There was a system of trails that wound through Levy. Rock found its epicenter near his front bedroom bed but couldn't decide whether to stick with those most familiar to him or to roam along some that might have some historic provenance.
It was a very difficult decision, and he wondered what his older walking friends would think. He imagined a scenario in which Bob McKinney walked the trails with him and loved them all. At the same time, it occurred to him that he was supposed to meet someone for a round of golf.

Saturday, February 24, 2018

Alternate shot

Instead of golf balls, they were hitting nearly flat, triangular shaped, two-inch sided pieces of particle board. Their wooden clubs were no more than three feet long and weighed less than a pound each. Rock's partner in an alternate-shot format had apparently hit a roughly fifty-foot drive. Rock found the triangle stuck in the fairway, which ran through the front yard of a house in Galveston, Texas, where Rock had lived with his family as a child.
"Those things are hard to hit," Rock's teammate said.
Rock could tell from the feel of his warmup swing that he faced an impossible task. He took a full, weak swing, devoid of any force whatsoever, and the triangle traveled two feet at most.
"Wait a minute," Rock said. "I'm calling bullshit. There's no way you hit this fifty feet."
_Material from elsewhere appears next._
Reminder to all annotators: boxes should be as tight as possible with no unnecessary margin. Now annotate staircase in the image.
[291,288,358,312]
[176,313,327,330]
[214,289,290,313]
Thursday, February 22, 2018

The near or far past

There had been a robbery at a minimart near the Aikman's house in Russellville, and Rock and his cousin Crutch stopped by for gas and a bag of ice in time to witness its aftermath. Rock was surprised to see that the state trooper on the scene was an old high school friend named Ben Hawkins.
Rock talked with Ben about a college football game everyone watched the night before, and then he and Crutch walked across the minimart lot, turned behind the store, and cut through the Aikman's backyard to the house. As they expected, everyone was there — Aunt Jean, Uncle Jim, Uncle Bob, Rock's mother, all the cousins, everyone.
It was as if they were somewhere between 1975 and 2005.
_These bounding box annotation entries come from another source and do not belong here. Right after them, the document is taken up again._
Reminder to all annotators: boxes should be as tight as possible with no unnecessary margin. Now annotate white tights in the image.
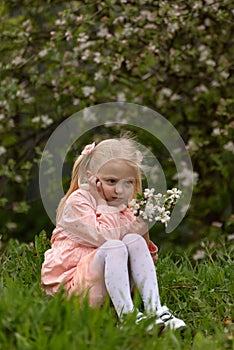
[92,233,161,316]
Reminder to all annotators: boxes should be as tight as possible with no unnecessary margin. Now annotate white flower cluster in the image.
[129,188,182,226]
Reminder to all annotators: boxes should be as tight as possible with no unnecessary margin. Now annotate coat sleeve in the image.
[57,193,130,247]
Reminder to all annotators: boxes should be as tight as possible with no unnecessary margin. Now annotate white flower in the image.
[32,115,53,128]
[0,146,6,156]
[82,86,96,97]
[38,49,48,57]
[223,141,234,153]
[129,188,182,226]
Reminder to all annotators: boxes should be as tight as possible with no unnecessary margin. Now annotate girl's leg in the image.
[123,233,161,315]
[91,240,134,317]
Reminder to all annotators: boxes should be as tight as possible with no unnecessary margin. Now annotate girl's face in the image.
[97,159,136,206]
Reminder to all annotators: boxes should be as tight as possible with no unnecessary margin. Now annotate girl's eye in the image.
[107,179,116,185]
[125,180,133,187]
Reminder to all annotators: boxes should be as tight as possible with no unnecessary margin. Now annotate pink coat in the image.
[41,189,136,305]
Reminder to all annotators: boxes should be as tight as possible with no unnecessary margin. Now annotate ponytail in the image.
[56,155,84,220]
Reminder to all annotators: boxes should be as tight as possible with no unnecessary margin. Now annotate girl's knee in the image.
[99,239,128,258]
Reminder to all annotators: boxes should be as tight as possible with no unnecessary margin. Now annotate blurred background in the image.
[0,0,234,260]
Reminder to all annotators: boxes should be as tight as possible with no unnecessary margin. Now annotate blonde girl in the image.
[42,137,185,329]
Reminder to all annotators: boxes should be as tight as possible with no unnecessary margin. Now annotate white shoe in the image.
[135,312,165,332]
[157,306,186,330]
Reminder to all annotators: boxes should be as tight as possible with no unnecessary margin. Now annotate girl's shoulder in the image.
[67,188,96,206]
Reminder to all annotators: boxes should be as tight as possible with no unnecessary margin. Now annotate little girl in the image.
[42,138,185,329]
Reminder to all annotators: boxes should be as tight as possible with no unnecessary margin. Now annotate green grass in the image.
[0,234,234,350]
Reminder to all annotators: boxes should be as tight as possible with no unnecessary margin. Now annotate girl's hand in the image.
[88,175,107,205]
[129,216,148,236]
[148,241,158,262]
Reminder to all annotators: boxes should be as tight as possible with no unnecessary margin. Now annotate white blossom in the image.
[0,146,6,156]
[223,141,234,154]
[82,86,96,97]
[129,188,182,226]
Saturday, February 17, 2018

A big bed

In a neighborhood of freakishly large beds, Rock found the biggest. He and Zach, a friend from the Little Rock Hash House Harriers, were doing yard work when Zach noticed the first of the extreme beds through a random bedroom window.
"Man, check this out," Zach said.
Rock looked in to see a bed at least fifty feet deep and thirty feet wide.
"Jiminy Cricket," he said. "That's a fucking big bed."
Late in the afternoon of the next day, Rock had worked his way through toward JFK Boulevard, the main thoroughfare through the expansive Park Hill neighborhood, when he noticed an almost warehouse size extension built onto a house near the intersection of F Street and JFK. It had a large, open bay door through which Rock could see a bed the size of a basketball court.

Thursday, February 8, 2018

Dinnertime

Two students from Rock's elementary school class were at his house, and both were confused by his toaster oven and the proper time to use it. Apparently, neither of them knew how to read or understood how inappropriate it was to begin meal preparation at four a.m.
One, an African-American boy perhaps eight years old, had moved the oven from Rock's kitchen to his front bedroom. The other—a short, overweight, balding middle-aged white man with Down syndrome—was in the kitchen, where he had opened a can of cat food and spooned its contents into a saucepan on the stovetop.